Schindler served as the head salesman for the Ralston Purina of St. Louis, Missouri before retiring in 1941. He became chief of the consultant division of the Defense Plant Corporation where he headed a staff of business men and industrialists, arranging for the building of thousands of war plants between January 1942 and May 1943. He also served as a member of the National Civilian Defense Committee and helped to organize civilian defense in the midwest.

In April 1945, President Franklin D. Roosevelt appointed Schindler to replace Wayne Chatfield-Taylor as the under secretary of commerce. Schindler, a Republican, was an old friend of Roosevelt's commerce secretary Henry A. Wallace (Roosevelt's vice president of the United States from 1941 to 1945 before Truman) and was serving as the executive director of the Committee for Economic Development in the St. Louis area. He had also served as a special assistant to Jesse H. Jones, the former secretary of commerce and Federal Loan Administrator. In September 1946, President Truman fired Wallace for delivering a speech urging conciliatory policies towards the Soviet Union, and asked his "personal friend" Schindler to serve as acting secretary, although Schindler had been planning to retire from the government service and enter business on the West Coast. Schindler felt that "the Department of Commerce should be the business man's home in Government."

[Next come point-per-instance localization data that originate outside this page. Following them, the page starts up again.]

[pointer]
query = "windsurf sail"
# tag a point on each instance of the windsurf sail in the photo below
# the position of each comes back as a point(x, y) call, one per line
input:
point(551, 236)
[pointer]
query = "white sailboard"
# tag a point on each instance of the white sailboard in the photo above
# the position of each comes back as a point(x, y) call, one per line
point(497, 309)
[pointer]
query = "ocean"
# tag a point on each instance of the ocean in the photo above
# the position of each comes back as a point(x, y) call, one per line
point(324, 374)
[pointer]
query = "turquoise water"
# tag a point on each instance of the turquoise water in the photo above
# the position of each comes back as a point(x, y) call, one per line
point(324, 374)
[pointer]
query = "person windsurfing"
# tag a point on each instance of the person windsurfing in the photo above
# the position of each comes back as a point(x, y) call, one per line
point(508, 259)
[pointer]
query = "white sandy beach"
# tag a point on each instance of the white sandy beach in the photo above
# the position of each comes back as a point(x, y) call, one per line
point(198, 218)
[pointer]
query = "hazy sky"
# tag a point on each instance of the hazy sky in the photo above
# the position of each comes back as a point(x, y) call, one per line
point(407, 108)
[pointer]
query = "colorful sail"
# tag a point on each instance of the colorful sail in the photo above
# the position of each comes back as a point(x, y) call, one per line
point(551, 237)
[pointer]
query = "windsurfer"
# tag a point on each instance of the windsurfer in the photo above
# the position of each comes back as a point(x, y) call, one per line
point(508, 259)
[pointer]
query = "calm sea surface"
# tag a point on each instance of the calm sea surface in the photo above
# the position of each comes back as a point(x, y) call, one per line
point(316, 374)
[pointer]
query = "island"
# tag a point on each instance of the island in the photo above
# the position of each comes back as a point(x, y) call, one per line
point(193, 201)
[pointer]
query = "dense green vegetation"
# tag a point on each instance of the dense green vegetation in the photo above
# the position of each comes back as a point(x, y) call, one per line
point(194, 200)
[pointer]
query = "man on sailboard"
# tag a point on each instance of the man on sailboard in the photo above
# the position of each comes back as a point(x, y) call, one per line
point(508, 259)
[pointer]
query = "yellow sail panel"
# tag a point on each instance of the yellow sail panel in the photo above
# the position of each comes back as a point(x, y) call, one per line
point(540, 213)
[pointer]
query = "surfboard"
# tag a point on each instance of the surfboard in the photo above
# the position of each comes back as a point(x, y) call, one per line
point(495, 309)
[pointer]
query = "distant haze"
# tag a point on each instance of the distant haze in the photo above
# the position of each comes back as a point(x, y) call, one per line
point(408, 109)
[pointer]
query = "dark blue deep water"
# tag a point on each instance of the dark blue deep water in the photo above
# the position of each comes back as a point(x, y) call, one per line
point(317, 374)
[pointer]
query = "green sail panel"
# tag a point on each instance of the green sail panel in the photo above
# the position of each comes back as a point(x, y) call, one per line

Although considered the most likely successor to Wallace as commerce secretary, Truman appointed W. Averell Harriman as appointed as secretary of the treasury. After Harriman took office, he persuaded Schindler to stay in his role for a few months before returning to private industry. Truman appointed New York businessman William Chapman Foster as Schindler's successor as under secretary, and Schindler returned to St. Louis.

In 1947, he was elected president of the National Federation of Sales Executives and in 1948, he was elected to their board of directors. Schindler gave talks stressing public service and free enterprise. In 1961, he donated his papers to the Harry S. Truman Presidential Library and Museum.

==Personal life==
Schindler died of infirmities at his home in St. Louis on January 2, 1987, and his funeral was held at Unity Christ Church in Clayton, Missouri. He was survived by his wife Katherine Schindler.